As detailed in court filings and during the hearing, after Cheeley left Butler Wooten, the firm claimed that—under his partnership agreement—it was entitled to 75 percent of the fees accruing from the cases. By December 2016, Cheeley had asked the chief judge of the Superior Court of Muscogee County—Columbus is home to one of Butler Wooten's key offices—to implement confidential arbitration proceedings over the fees in the cases.
On Aug. 14, shortly after the arbitration award was entered in Butler Wooten's favor, Cheeley filed to have it vacated in Fulton County Superior Court. On Aug. 15, Butler Wooten filed to have the award confirmed in Muscogee County Superior Court, where Chief Judge Bemon McBride III had authorized the arbitration.

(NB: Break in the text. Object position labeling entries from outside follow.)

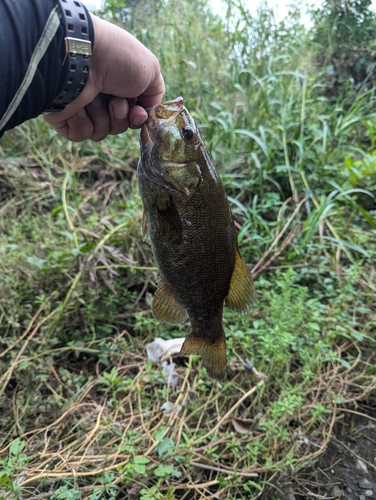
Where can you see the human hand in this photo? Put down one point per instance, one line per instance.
(121, 67)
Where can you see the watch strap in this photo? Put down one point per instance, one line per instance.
(78, 49)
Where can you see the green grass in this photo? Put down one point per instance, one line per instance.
(80, 405)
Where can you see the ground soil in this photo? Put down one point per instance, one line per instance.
(347, 469)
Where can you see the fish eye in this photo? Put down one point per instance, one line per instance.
(187, 132)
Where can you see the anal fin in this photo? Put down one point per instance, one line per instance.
(242, 290)
(212, 352)
(165, 307)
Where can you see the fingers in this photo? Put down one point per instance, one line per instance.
(95, 121)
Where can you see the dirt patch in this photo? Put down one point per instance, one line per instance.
(347, 469)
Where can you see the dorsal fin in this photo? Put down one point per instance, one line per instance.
(242, 290)
(165, 307)
(144, 227)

At Thursday's hearing, Butler Wooten argued that the case should be transferred back to Muscogee County, where venue was already established.
Schwall also heard from a lawyer for Richards, the plaintiff in the Bryan County case, who filed a motion to intervene on behalf of Cheeley.
Attorney C. David Joyner said his client believed Butler Wooten was deserving of fees, but she opposed the firm's claim to 75 percent of them.
The amount of the fees at issue is confidential, but Stone said Barnes had written to McBride that they were about $8.25 million. Stone said that figure was not accurate.
After the hearing, Butler Wooten founding partner Jim Butler Jr. said that figure was wildly inflated.
“That's something Roy Barnes just made up as a threat to shut us down,” said Butler. “There's never been any dispute between these parties over that kind of money.”
Butler said he agreed with Schwall that the case made lawyers look bad, but otherwise declined to discuss it.
Barnes and Cheeley also declined to comment—and the former governor declined to say who had called him an “SOB.”